I couldn’t help it – I laughed. I didn’t expect him to talk like that. But my laughter didn’t stop him. He seemed filled with a kind of fury and just carried on.

“Yeah – there’d be no more high-rise flats. You wouldn’t have to go to school unless you wanted to, and if you did, you could do what you wanted: paint, or play the guitar, or swim. Yeah, there’d be pools everywhere – free, of course, and free gigs every weekend. And free stuff for kids – shows, and that.”

I tried not to show my surprise at his words. I came over all cynical instead. “Yeah, right,” I said. “But first you’ve got to pay off your debts. I’ll lend you the money.”

“Yeah, but I have to meet this guy tomorrow, and I won’t see you till Monday.”

“Tell me where you live and I’ll meet you tomorrow.”

“Why are you doing this for me?” he asked.

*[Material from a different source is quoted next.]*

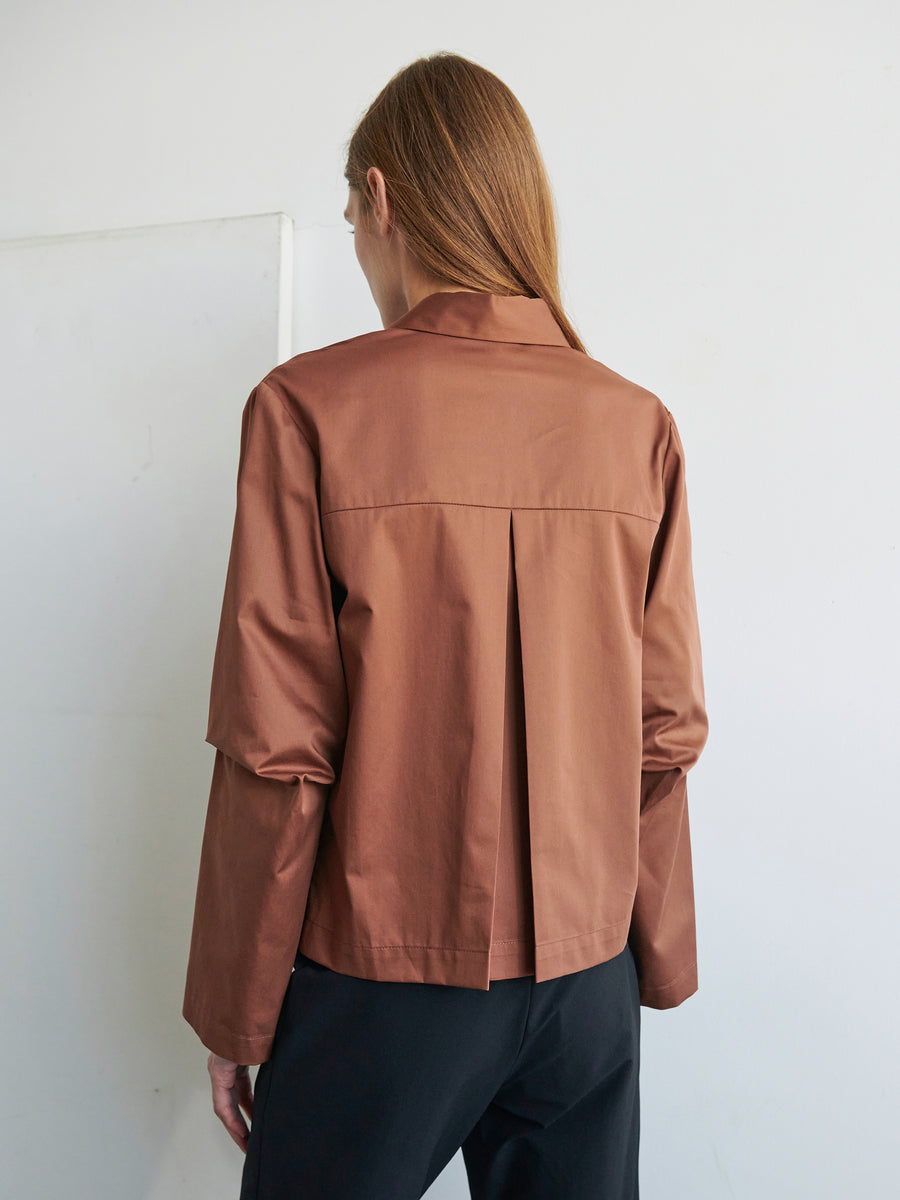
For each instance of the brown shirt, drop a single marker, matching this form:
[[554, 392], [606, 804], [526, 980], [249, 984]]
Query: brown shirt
[[457, 682]]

I thought to myself, because I feel sorry for you, because I can relate to you, because by trying to mug me you’ve pulled me into the drama of your life, whether you wanted to or not. Because even though you sound crazy, I agree with a lot of what you’re saying. And because, in a funny sort of way, your life seems more exciting than mine. You take risks, you’re brave. And honest.

I said, “Why am I doing this for you? Because I want to. The end.”

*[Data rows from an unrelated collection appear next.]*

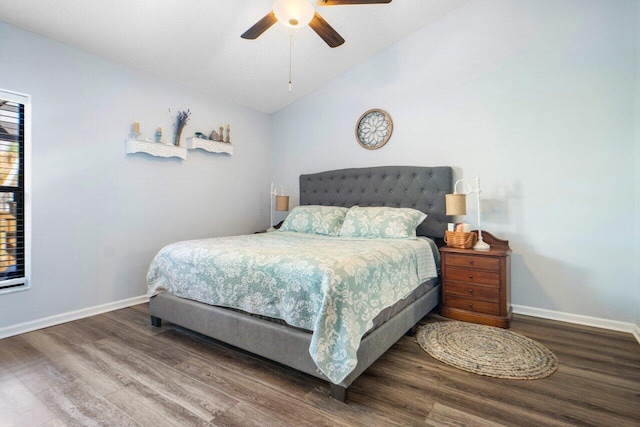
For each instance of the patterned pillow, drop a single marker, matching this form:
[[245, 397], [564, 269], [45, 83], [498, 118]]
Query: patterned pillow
[[315, 219], [385, 222]]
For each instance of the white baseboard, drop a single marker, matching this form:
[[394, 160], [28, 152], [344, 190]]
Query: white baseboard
[[45, 322], [613, 325], [636, 332]]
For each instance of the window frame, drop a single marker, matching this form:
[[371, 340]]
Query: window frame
[[22, 283]]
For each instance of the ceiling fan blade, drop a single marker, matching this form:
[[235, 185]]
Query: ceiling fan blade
[[260, 27], [342, 2], [325, 31]]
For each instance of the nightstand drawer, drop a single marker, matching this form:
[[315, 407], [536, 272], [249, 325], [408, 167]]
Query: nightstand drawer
[[473, 276], [472, 305], [472, 291], [486, 263]]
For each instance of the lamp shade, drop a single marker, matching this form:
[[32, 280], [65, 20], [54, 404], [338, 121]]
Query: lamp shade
[[456, 204], [282, 203], [293, 13]]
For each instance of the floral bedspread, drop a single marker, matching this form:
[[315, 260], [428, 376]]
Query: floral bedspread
[[333, 286]]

“I’ll meet you outside the Fairfield community centre at one o’clock tomorrow?”

“Yeah – text me when you’re on your way there.”

His silence was eloquent. I understood immediately he didn’t have a mobile.

“I’ll be there at one,” I said.

He stood up then and our eyes met. “Thanks, Anna,” he said. “And sorry.”

“Don’t mention it,” I said.

I watched him go. He walked quickly, his shoulders slightly stooped, in the way blokes do, the ones who’ve shot up too quickly. I wondered what he was going home to, and what his life was like outside school. Normally the petty criminals, the kids who get into trouble, go around in gangs. What Ritchie did – mugging me – was well unusual. But then he was unusual too. Saying all that stuff about how he’d change the world. You wouldn’t think someone like him would think in that way. Have all those dreams.